Microsoft is no stranger to legal battles, most notably with an anti-trust suit in the US and ongoing problems with the EU. But the company recently stood up to a court attempting to strong-arm user data which happens to be stored on foreign soil — Ireland in this particular case. This obviously brings about implications that many would wish were not present. Mainly that the US court system can exert control over foreign locations.
The case has been to court, and Microsoft so far has not fared well in the hearings. The company is continuing its fight and persisting with its refusal to hand over the data, which the US technically may have no legal right to, as the company claims.
Things have now grown worse, as the software giant has been held in contempt of court over this issue. According to a report from Naked Security, a site operated by trusted firm Sophos, “Microsoft and the US government have agreed that the company will be held in contempt for its refusal to hand over email stored in the cloud at its Dublin data center but won’t be fined or punished, giving it a chance to appeal a court order to cough up a customer’s communications”.

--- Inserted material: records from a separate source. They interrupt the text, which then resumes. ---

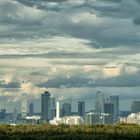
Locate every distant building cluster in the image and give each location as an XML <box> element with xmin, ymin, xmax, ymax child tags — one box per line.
<box><xmin>0</xmin><ymin>91</ymin><xmax>140</xmax><ymax>125</ymax></box>
<box><xmin>120</xmin><ymin>101</ymin><xmax>140</xmax><ymax>125</ymax></box>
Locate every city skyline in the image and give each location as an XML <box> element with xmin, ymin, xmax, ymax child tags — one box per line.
<box><xmin>0</xmin><ymin>0</ymin><xmax>140</xmax><ymax>111</ymax></box>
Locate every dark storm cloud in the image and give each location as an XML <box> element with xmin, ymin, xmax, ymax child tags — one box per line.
<box><xmin>0</xmin><ymin>81</ymin><xmax>20</xmax><ymax>89</ymax></box>
<box><xmin>0</xmin><ymin>0</ymin><xmax>140</xmax><ymax>47</ymax></box>
<box><xmin>38</xmin><ymin>73</ymin><xmax>140</xmax><ymax>88</ymax></box>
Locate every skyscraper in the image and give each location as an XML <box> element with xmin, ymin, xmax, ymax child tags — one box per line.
<box><xmin>41</xmin><ymin>91</ymin><xmax>51</xmax><ymax>122</ymax></box>
<box><xmin>95</xmin><ymin>91</ymin><xmax>104</xmax><ymax>113</ymax></box>
<box><xmin>110</xmin><ymin>96</ymin><xmax>119</xmax><ymax>121</ymax></box>
<box><xmin>50</xmin><ymin>94</ymin><xmax>56</xmax><ymax>120</ymax></box>
<box><xmin>78</xmin><ymin>101</ymin><xmax>85</xmax><ymax>118</ymax></box>
<box><xmin>104</xmin><ymin>102</ymin><xmax>114</xmax><ymax>116</ymax></box>
<box><xmin>131</xmin><ymin>101</ymin><xmax>140</xmax><ymax>113</ymax></box>
<box><xmin>21</xmin><ymin>94</ymin><xmax>27</xmax><ymax>119</ymax></box>
<box><xmin>62</xmin><ymin>103</ymin><xmax>71</xmax><ymax>117</ymax></box>
<box><xmin>29</xmin><ymin>103</ymin><xmax>34</xmax><ymax>116</ymax></box>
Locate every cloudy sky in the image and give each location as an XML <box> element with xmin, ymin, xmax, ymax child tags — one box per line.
<box><xmin>0</xmin><ymin>0</ymin><xmax>140</xmax><ymax>110</ymax></box>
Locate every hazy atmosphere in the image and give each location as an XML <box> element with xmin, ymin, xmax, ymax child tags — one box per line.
<box><xmin>0</xmin><ymin>0</ymin><xmax>140</xmax><ymax>111</ymax></box>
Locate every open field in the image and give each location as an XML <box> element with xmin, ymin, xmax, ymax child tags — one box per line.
<box><xmin>0</xmin><ymin>124</ymin><xmax>140</xmax><ymax>140</ymax></box>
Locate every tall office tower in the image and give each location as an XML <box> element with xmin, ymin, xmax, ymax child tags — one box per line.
<box><xmin>131</xmin><ymin>101</ymin><xmax>140</xmax><ymax>113</ymax></box>
<box><xmin>104</xmin><ymin>102</ymin><xmax>114</xmax><ymax>116</ymax></box>
<box><xmin>12</xmin><ymin>108</ymin><xmax>18</xmax><ymax>122</ymax></box>
<box><xmin>95</xmin><ymin>91</ymin><xmax>104</xmax><ymax>113</ymax></box>
<box><xmin>56</xmin><ymin>102</ymin><xmax>60</xmax><ymax>120</ymax></box>
<box><xmin>29</xmin><ymin>103</ymin><xmax>34</xmax><ymax>116</ymax></box>
<box><xmin>78</xmin><ymin>101</ymin><xmax>85</xmax><ymax>118</ymax></box>
<box><xmin>50</xmin><ymin>94</ymin><xmax>56</xmax><ymax>120</ymax></box>
<box><xmin>0</xmin><ymin>109</ymin><xmax>6</xmax><ymax>120</ymax></box>
<box><xmin>110</xmin><ymin>96</ymin><xmax>119</xmax><ymax>121</ymax></box>
<box><xmin>21</xmin><ymin>93</ymin><xmax>27</xmax><ymax>119</ymax></box>
<box><xmin>62</xmin><ymin>103</ymin><xmax>71</xmax><ymax>117</ymax></box>
<box><xmin>41</xmin><ymin>91</ymin><xmax>51</xmax><ymax>122</ymax></box>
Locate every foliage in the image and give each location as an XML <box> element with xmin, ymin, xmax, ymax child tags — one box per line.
<box><xmin>0</xmin><ymin>124</ymin><xmax>140</xmax><ymax>140</ymax></box>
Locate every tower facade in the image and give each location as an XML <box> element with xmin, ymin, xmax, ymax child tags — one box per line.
<box><xmin>78</xmin><ymin>101</ymin><xmax>85</xmax><ymax>118</ymax></box>
<box><xmin>110</xmin><ymin>96</ymin><xmax>119</xmax><ymax>121</ymax></box>
<box><xmin>41</xmin><ymin>91</ymin><xmax>51</xmax><ymax>122</ymax></box>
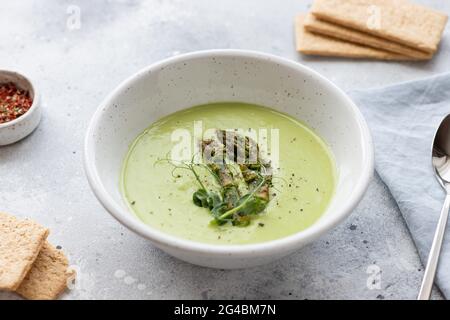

The company lost the case a week ago and, on August 29th, it officially refused to hand over the data. Much of this stems from the recent leaks by Edward Snowden regarding NSA activity, which resulted in many tech companies being implicated in the mess.
Now Microsoft wishes to make good, attempting to prove that it stands up for its users. In this case it’s making a real stand. Sophos concludes with a simple question, which sums things up — “Is this a misuse of the Fourth Amendment, or do we simply have to suck it up and deal with the fact that all bets are off — not only with regards to security/privacy, but also when it comes to the US court system?” It makes you wonder.